The town has announced that it will forgo official ceremonies marking the massacre’s first anniversary; it asked for a halt to gifts that for months poured in, from individuals as well as organizations; and it tackled the practical matter of the school’s future before considering whether to erect a permanent memorial. A panel to deal with that issue was not named until this month.
“I think this is really one of the ways in which our community does go forward, in that we are all in this together,” Newtown’s highest elected official, Patricia Llodra, said on May 15 after the 28-member Sandy Hook School Task Force voted unanimously to demolish the school and build a new one on the same spot. “We’ve ended up in a place that is the best we could do, under horrible circumstances.”

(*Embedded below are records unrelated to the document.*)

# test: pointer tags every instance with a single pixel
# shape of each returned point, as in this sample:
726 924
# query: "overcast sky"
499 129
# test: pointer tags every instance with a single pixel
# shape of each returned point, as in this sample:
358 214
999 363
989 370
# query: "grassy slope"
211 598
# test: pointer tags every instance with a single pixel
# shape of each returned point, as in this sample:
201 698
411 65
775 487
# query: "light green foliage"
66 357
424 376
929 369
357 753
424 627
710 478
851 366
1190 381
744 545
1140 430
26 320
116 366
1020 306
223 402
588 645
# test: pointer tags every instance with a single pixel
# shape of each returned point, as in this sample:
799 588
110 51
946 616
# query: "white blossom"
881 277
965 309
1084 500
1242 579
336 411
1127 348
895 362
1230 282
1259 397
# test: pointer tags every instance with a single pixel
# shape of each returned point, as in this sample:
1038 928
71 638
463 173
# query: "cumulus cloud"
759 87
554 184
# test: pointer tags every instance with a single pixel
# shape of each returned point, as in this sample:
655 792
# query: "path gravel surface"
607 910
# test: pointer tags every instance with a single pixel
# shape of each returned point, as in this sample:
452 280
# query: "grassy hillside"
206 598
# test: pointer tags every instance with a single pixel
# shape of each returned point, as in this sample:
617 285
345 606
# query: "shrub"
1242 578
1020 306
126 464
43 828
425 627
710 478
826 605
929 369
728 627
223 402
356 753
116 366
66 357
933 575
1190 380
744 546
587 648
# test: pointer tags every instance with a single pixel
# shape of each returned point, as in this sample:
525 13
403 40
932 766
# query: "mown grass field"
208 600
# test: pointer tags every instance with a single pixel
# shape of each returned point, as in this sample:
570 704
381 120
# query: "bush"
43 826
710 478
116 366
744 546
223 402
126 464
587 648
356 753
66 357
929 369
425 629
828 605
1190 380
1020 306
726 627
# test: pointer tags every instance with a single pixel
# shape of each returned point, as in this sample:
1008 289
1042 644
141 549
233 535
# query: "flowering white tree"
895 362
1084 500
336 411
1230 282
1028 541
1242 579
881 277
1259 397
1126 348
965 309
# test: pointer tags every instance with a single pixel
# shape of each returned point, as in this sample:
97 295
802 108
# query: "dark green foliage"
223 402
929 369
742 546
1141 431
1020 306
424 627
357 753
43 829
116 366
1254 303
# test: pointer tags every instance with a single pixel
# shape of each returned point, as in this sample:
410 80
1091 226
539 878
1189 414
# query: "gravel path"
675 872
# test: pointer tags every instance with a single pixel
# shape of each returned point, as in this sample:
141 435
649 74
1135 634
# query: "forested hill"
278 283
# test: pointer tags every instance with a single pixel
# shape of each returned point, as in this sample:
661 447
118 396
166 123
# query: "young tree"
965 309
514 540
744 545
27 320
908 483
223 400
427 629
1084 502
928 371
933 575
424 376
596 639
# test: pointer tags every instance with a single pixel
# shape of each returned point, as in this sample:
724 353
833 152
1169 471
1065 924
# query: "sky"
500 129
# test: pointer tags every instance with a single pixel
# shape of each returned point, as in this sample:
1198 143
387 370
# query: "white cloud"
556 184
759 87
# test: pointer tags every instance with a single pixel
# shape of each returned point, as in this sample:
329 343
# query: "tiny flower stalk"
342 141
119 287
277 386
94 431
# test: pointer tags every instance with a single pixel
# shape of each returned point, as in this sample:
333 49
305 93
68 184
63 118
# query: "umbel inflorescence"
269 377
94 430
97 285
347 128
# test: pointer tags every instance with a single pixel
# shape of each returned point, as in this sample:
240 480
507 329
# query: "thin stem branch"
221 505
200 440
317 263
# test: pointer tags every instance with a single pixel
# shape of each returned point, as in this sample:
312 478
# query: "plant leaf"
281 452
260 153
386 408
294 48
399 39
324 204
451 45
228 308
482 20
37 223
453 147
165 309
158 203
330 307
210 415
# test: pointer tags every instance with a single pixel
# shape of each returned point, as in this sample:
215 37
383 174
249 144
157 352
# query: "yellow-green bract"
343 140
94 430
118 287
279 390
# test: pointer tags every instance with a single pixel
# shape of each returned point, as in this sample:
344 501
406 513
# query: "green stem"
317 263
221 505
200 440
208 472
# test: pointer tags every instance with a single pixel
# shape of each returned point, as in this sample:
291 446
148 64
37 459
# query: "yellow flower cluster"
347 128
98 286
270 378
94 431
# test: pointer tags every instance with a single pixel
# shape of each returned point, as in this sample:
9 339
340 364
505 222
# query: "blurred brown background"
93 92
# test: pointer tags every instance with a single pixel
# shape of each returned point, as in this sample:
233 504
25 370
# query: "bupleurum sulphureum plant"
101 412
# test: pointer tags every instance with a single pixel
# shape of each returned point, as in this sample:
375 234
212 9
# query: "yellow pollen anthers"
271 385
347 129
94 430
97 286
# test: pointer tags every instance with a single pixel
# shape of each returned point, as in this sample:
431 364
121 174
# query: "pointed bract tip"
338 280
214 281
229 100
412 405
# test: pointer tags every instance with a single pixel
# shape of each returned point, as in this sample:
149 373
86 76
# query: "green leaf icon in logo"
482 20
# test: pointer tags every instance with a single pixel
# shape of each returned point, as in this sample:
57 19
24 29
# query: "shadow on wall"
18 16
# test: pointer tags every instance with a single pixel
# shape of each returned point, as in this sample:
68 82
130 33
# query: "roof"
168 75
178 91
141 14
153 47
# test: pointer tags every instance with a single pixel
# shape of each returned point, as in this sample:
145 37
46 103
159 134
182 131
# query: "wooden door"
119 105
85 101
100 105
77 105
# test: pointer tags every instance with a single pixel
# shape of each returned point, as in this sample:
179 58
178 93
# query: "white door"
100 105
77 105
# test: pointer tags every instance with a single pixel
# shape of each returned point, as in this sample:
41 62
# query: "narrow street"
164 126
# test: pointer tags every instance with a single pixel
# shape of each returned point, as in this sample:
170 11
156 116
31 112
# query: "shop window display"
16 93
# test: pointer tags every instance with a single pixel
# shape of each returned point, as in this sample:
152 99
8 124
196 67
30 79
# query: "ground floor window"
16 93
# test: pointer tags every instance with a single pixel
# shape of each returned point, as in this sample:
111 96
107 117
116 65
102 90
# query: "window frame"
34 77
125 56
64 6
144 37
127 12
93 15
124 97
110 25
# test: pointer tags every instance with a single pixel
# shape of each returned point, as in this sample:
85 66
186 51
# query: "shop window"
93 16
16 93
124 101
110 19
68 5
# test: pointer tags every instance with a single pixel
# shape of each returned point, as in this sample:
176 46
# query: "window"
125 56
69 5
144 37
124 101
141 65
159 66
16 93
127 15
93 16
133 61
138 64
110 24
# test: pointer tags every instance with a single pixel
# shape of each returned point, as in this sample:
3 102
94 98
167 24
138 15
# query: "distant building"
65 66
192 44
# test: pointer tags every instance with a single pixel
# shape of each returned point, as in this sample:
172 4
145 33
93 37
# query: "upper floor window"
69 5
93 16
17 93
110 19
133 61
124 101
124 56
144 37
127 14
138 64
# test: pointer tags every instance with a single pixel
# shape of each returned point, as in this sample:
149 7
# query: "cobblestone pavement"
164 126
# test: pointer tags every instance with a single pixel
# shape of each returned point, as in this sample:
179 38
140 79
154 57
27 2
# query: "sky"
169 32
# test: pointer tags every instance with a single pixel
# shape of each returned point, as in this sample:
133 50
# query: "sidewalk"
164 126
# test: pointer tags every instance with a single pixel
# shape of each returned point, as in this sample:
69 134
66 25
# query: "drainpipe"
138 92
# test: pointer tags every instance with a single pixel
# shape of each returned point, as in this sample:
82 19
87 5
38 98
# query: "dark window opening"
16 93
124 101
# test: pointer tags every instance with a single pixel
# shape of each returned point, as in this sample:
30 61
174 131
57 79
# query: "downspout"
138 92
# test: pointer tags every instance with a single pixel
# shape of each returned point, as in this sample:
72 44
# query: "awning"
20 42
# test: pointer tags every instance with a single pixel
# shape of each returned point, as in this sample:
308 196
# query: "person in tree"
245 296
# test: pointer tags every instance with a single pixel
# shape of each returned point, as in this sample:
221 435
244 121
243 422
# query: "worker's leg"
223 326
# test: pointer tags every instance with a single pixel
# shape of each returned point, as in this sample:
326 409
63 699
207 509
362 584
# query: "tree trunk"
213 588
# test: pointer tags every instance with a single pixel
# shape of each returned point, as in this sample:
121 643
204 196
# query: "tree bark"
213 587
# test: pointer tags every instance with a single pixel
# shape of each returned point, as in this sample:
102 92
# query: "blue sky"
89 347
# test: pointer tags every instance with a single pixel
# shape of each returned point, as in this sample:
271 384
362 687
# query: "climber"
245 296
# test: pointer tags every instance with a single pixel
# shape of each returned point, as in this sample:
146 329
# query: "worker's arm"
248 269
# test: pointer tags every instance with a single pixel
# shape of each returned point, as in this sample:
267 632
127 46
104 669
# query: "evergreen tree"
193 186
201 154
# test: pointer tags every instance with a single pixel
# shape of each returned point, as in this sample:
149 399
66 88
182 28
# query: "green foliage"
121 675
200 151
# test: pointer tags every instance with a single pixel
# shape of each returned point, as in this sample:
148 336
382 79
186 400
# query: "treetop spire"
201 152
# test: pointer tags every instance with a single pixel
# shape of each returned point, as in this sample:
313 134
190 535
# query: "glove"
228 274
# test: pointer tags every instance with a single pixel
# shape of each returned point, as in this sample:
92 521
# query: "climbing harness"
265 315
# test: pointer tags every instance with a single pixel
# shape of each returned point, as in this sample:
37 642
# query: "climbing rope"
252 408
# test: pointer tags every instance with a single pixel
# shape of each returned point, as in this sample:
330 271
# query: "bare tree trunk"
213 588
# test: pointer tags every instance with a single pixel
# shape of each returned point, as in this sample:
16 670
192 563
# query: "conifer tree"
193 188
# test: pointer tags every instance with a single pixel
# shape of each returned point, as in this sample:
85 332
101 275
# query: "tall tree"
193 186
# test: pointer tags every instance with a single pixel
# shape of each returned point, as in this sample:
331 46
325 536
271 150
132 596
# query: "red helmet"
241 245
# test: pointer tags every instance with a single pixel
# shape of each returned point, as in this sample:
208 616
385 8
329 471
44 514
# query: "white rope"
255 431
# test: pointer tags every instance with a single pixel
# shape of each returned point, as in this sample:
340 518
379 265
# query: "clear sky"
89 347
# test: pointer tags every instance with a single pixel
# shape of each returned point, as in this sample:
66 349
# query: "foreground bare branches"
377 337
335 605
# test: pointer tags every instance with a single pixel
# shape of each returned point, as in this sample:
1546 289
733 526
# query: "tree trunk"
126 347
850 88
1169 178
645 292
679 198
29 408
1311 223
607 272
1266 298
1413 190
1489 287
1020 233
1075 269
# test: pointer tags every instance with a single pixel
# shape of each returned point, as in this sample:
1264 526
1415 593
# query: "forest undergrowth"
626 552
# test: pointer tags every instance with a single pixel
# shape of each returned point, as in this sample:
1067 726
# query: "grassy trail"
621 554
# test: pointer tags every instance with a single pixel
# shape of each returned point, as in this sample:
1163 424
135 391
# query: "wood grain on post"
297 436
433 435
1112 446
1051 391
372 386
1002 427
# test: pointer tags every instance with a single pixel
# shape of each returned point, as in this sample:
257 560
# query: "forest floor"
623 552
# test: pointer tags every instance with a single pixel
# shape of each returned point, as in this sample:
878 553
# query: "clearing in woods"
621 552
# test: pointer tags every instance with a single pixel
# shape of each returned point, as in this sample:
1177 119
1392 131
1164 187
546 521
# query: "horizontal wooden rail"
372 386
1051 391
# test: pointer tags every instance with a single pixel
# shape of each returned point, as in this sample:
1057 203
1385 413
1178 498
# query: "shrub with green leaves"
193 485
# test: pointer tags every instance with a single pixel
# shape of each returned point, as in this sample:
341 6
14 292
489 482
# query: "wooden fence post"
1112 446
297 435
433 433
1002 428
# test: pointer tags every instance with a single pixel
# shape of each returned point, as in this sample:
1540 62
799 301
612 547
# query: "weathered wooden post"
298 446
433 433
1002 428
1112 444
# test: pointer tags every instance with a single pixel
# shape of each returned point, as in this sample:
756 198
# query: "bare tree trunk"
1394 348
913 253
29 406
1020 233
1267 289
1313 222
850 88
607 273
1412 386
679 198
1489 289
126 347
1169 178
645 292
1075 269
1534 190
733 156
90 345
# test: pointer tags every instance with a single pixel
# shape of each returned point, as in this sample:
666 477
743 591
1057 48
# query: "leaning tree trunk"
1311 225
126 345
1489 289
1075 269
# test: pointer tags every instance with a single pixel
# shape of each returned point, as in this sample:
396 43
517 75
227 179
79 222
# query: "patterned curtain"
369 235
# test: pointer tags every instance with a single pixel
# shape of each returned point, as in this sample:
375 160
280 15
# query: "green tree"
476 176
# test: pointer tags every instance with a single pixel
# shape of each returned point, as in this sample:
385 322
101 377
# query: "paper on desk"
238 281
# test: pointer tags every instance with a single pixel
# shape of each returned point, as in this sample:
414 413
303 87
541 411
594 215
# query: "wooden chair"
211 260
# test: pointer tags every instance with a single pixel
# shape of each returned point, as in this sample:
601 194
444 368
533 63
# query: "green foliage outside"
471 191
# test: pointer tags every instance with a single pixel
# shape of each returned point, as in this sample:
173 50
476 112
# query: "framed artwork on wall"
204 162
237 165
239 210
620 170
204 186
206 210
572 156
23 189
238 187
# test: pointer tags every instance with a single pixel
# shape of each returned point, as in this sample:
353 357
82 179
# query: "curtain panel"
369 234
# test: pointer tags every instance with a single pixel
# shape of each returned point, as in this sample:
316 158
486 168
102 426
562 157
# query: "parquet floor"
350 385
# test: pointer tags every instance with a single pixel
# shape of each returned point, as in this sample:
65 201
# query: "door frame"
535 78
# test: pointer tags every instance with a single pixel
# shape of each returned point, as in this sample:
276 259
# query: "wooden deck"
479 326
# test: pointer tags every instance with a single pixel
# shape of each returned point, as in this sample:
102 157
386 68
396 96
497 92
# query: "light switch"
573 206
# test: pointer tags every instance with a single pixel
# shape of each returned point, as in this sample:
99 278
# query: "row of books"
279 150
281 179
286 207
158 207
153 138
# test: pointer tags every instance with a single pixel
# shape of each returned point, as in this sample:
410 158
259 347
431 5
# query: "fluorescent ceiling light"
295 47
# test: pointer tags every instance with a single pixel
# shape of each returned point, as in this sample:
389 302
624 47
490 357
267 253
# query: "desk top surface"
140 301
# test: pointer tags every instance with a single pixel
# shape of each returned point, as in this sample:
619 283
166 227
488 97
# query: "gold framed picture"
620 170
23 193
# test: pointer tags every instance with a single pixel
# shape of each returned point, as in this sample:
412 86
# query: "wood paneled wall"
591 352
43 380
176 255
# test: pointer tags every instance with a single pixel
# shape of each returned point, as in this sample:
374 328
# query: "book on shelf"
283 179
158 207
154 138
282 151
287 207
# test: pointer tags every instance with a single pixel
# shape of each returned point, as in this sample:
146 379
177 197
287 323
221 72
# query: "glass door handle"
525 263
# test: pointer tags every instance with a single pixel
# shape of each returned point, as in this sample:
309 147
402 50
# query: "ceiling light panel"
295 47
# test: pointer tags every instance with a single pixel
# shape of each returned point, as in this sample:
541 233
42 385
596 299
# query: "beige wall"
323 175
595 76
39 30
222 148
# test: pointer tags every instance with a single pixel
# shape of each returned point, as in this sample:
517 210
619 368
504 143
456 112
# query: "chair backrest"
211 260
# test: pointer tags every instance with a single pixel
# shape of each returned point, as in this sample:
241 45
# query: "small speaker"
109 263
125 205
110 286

In an Oct. 5 referendum, the town voted to fund the project with a $49-million state grant. “Yes” votes were 4,504; “no” votes totaled 558.
If all goes according to plan, the demolition will be finished well before the December shooting anniversary. The work site will be shielded from public view. Every piece of metal, glass, brick and concrete from the low-slung buildings, the playground, the jungle gym and the driveway will be pulverized to prevent chunks of the tragedy from becoming souvenirs. The new school’s entrance will be relocated to save people from having to pass the firehouse where anguished parents waited hours before learning their children were dead.
Dan Cruson, the town historian who works from an office in the historic Edmond Town Hall on Main Street, said reopening Sandy Hook was never a viable option.
“First of all, there’s the magnitude of the tragedy,” Cruson said. “I don’t mean to one-up Columbine, but the number of victims and their ages here made it different. And there’s the mere fact that getting to the school driveway means passing the firehouse, which was the scene of so much anguish.”
The site will always carry a stigma because of what occurred there, Cruson said. “With time, memories will become less raw, and with future generations, the hope is that this will become something in a history book,” he said. “But it’s a crime scene.”
The new school is expected to open by December 2016. In the meantime, students are attending classes in a neighboring town.